Blog - We need to talk about inspections….
Tuesday 12 March 2019
Preparing for an inspection from the Care Quality Commission by Deanna Mason, Optalis Head of Governance and Quality Assurance
"Having worked with a variety of care organisations and their boards or senior management teams it became clear over time that regardless of setting, division or service, there was common ground underpinning the fabric of integrity - that 'Golden Thread' that connects the 'what' to the 'why' and the 'how':
- How the vision, mission and values are brought to life
- The culture - how accessible and collaborative it is
- The ethos for embedding lessons and change
- Understanding what sustainable improvement means, and how it helps
- Transparency of the journey towards improvement, and how that is cascaded to all staff
- Engagement, and championing evidence-based change
Preparing for a review or inspection of any kind can often be an overwhelming experience. Once the request for information has been made (for example for the Care Quality Commission, it is the Provider Information Report – the name will soon be changing to Collection rather than Report as it will be collated from the company's online data), the klaxon then sounds loud and far for 'all hands' to rally and support the gathering and evidencing exercises that ensue with some urgency.
For managers (this is the focus here, as each are accountable for their service), this is a good opportunity to fully review the service with their deputies and leads to ensure that evidence is readily available, current and purposeful - to show the level of compliance and quality; a service should be confident enough in being transparent about its journey, articulating the governance elements and how they metamorphose into meeting the relevant objectives, and of course – outcomes.
Prepare to be appraised!
So, what's the easy answer to managing this better with more calm and clarity?
I'm afraid there is no easy answer, but there are answers within what we do every day; living the vision, the mission and the values.
If part of a practice, the process of the practice – or the policy that underpins the practice, is found to be 'lacking', yes absolutely it causes concern especially where there is a possibility (a risk) for a major impact to how the care is delivered, but it also opens up an opportunity to review and improve.

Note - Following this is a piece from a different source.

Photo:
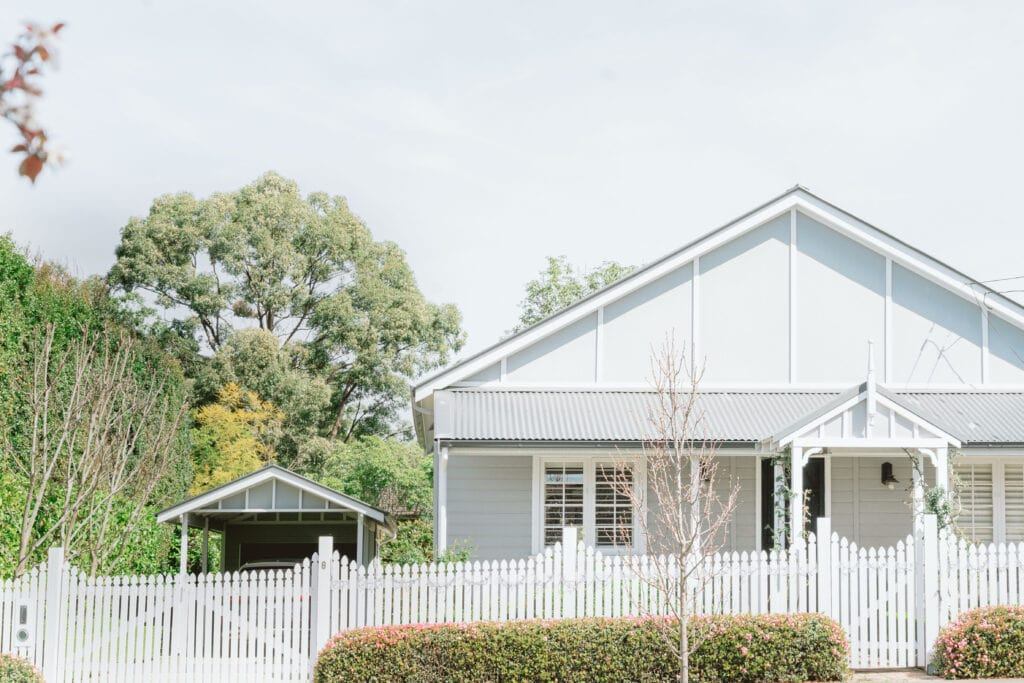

"I don't know" is as important a statement, as "Here, let me show you". Living in a culture that does not drive itself through blame - but learning, ensures that continuous improvement and learning from failure, as well as the enthusiasm to change, results in a service that drives safety and wellbeing as its core agenda.
There is always going to be someone with a clipboard, a scorecard, or a way to evaluate what is being delivered. What is important is that we can show the journey, evidence how the journey is assured (performance, quality, policies, etc.) and be confident in the mechanisms it uses to be successful.
What that evaluation outcome can provide is a good understanding of any critical areas for change, recommendations against best practices and insight to what we often miss in our own environments.
We often forget that success is more often than not built on failure; the "well it doesn't work that way" is very beneficial to achieving success.
Change, whether temporary (e.g. inspection) or permanent can be painful – but it doesn't last!
An Inspector Calls
Understanding that everyone who walks through the Optalis door has an impact on services, regardless of who they are and what their job is, and as important to the growth and development of a service. This is the 'Golden Thread'; the culture in practice against the outcome.
Engaging staff and 'encouraging the courage' to feel confident and positive is crucial to enduring the inspection with ease whilst reducing anxieties and allow for staff to articulate their impact to and experience of the service – as well as the organisation.
When it comes to undergoing an Appraisal, a Review or an Inspection, it helps to have a 'setting' for those involved - a room or area that is just for reviewers (if no site visit is required), with a dedicated conduit to support their requirements. This gives a huge benefit in centralising information, showing the online areas managed, and the engagement.
A huge benefit to sourcing data, information or other evidence is that largely this is now housed through or within leaner platforms and mechanisms, enabling a fuller view of each service through performance and quality measures; dashboards, audits and action plans; alleviating the manual input or labour intensive mechanisms that heavily impact our time, the analysis and therefore the outcome.